Après les lettres anonymes accompagnées de photographies, viennent les appels téléphoniques.

 

corbeau.jpg


Vous avez un nouveau message...

L'entame est banale mais ce qui suit l'est moins. Une femme l'apostrophe et lui tient un discours ésotérique auquel il ne comprend pas grand chose mais ce n'est pas grave. Elle lui donne même rendez-vous au pied de son immeuble afin d'assister à une soirée.

Mais pour Pierre Besombes, tout ceci est relégué au second plan. Il est thanatopracteur, sa femme Edwige l'a quitté depuis peu, pas de son plein gré car elle est morte, et puis c'est un joueur et un bibliophile. D'ailleurs il prend son, ses plutôt, whisky quotidien qu'il s'octroie généreusement et il réfléchit. Avant c'était un homme méticuleux, profession oblige, mais depuis quelque temps il se relâche. L'anxiété sans aucun doute.
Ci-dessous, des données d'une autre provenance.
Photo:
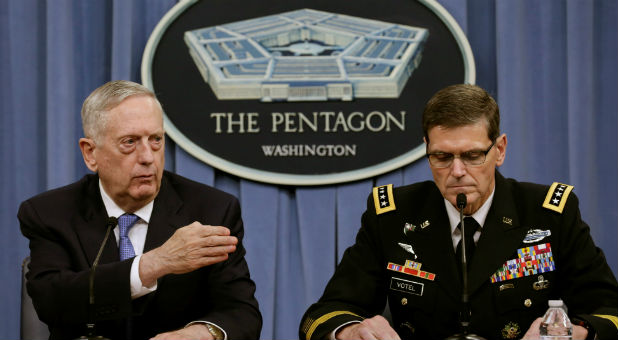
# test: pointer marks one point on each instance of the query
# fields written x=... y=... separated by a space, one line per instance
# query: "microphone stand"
x=464 y=317
x=90 y=326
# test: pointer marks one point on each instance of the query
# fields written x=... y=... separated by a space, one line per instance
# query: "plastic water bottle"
x=556 y=323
La première des lettres portait cette simple phrase : voulez-vous jouer avec moi ?

La photo qui était jointe représente une oie tirant par le col une chemise bleue accrochée à un fil.

Ensuite les plis se sont succédés, les photos aussi, avec un personnage récurrent, un homme habillé de la chemise bleue, dans des postures différentes. D'abord sur un vieux pont enjambant un torrent, puis flottant dans une rivière.

En comparant les dates de réception des enveloppes il se rend compte qu'elles correspondent aux cases du jeu de l'oie et que les photos se réfèrent justement aux images figurant sur ces cases. Le quatrième envoi est nettement plus conséquent : il contient la photocopie d'une brochure datant de 1675 et intitulée Le Très Noble et Ancien Jeu de l'Oye de son Origine et de l'Ordre... Un titre à rallonge pour un ouvrage que Besombes connait bien puisqu'il en possède un exemplaire original.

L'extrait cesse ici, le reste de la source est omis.